This course equips professionals, project leaders, and decision-makers with a practical knowledge of how artificial intelligence intersects with IT security. It avoids deep technical implementation and instead focuses on risk awareness, strategic thinking, governance, and informed decision-making.
Participants will learn how cybersecurity works at a conceptual level, how AI is transforming both threats and defenses, and how to engage effectively with technical teams. The course bridges the gap between business and IT by enabling participants to recognize risks, ask the right questions, and guide secure AI adoption in their organizations.

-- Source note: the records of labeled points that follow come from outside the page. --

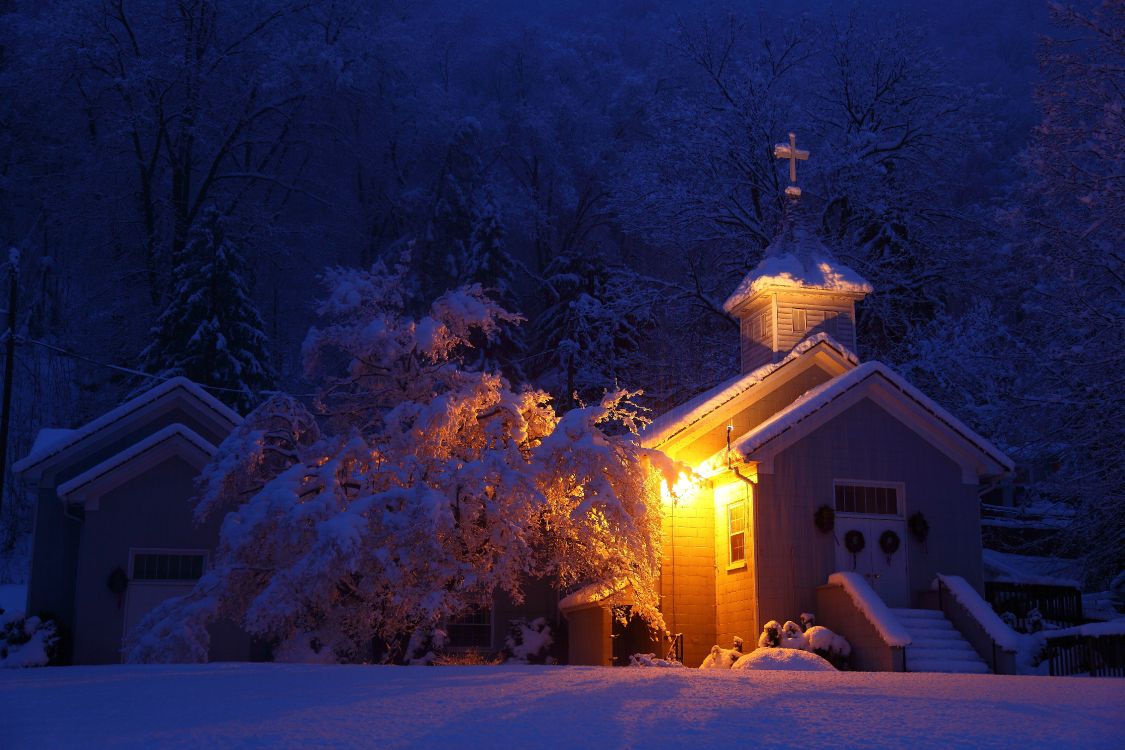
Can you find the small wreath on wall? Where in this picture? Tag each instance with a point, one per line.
(854, 542)
(825, 518)
(117, 583)
(919, 527)
(889, 543)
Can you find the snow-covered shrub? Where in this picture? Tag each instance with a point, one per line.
(829, 645)
(413, 489)
(771, 635)
(26, 641)
(792, 636)
(783, 659)
(529, 641)
(650, 660)
(815, 639)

The program draws on key elements from cybersecurity fundamentals, AI applications, and incident response frameworks, but reframes them into a practical, leadership-oriented perspective.
PARTICIPANTS WILL LEARN:
- Explain core cybersecurity concepts and why they matter for business operations and AI adoption
- Interpret common cyber threats and vulnerabilities without requiring technical expertise
- Explore how AI is used both to attack and defend systems
- Assess organizational risk exposure related to IT security and AI initiatives
- Apply key security frameworks and principles (e.g., CIA triad, NIST mindset) in decision- making
- Engage effectively with IT and security teams by asking structured, relevant questions
- Evaluate incident response readiness and business continuity strategies
- Shape governance, policies, and cultural behaviors that strengthen cybersecurity posture
- Explore leveraging key AI tools and their use when it comes to IT Security
COURSE OUTLINE
Foundations of Cybersecurity
- Cybersecurity in business terms
- CIA triad as risk trade-offs
- Why breaches are decision failures
- Activity: Quick risk mapping in participants’ organizations
How Systems Work (Non-Technical)
- Systems, networks, access explained simply
- Why access and configuration drive most risk
- Mini Exercise: Identify weak points in a simple company setup
Threat Landscape & Human Factors
- Real threats that matter: phishing, ransomware, insider risk
- AI-driven threats
- Human behavior as the weakest link
- Exercise: Spot the phishing attempt / real-world examples
AI in Cybersecurity (60 min)
- Where AI helps vs where it creates risk
- Detection vs manipulation
- AI risks: data leakage, bias, misuse
- Discussion: Where should we trust AI vs not?
Risk Thinking for Leaders
- Vulnerabilities without jargon
- Risk = impact × likelihood
- Where organizations underestimate risk
- Exercise: Build a simple risk matrix for an AI initiative
Incident Response Simulation
- What happens during a breach
- Decision-making under pressure
Simulation (team-based):
- Ransomware attack scenario
- Teams decide:
- Shut systems down or not
- Communicate or delay
- Pay or resist
Governance, Culture, and Leadership
- Why policies fail
- Security as behavior
- Leadership accountability
- Exercise: Fix a broken policy or communication
Future Trends & Wrap-Up
- AI arms race
- Emerging risks (cloud, IoT)
- What leaders should do next
- Wrap Activity: “What will you do differently Monday morning?”
METHODOLOGY
This instructor-led course uses practical discussion, plain-language explanations, guided exercises, and realistic scenarios to help leaders understand AI and IT security without requiring a technical background.
Participants apply key concepts through risk-mapping activities, phishing examples, AI security discussions, decision-making exercises, and a team-based incident response simulation. The focus is on helping leaders ask better questions, assess organizational exposure, support secure AI adoption, and work more effectively with IT and security teams.
This course is typically offered in a one-day format.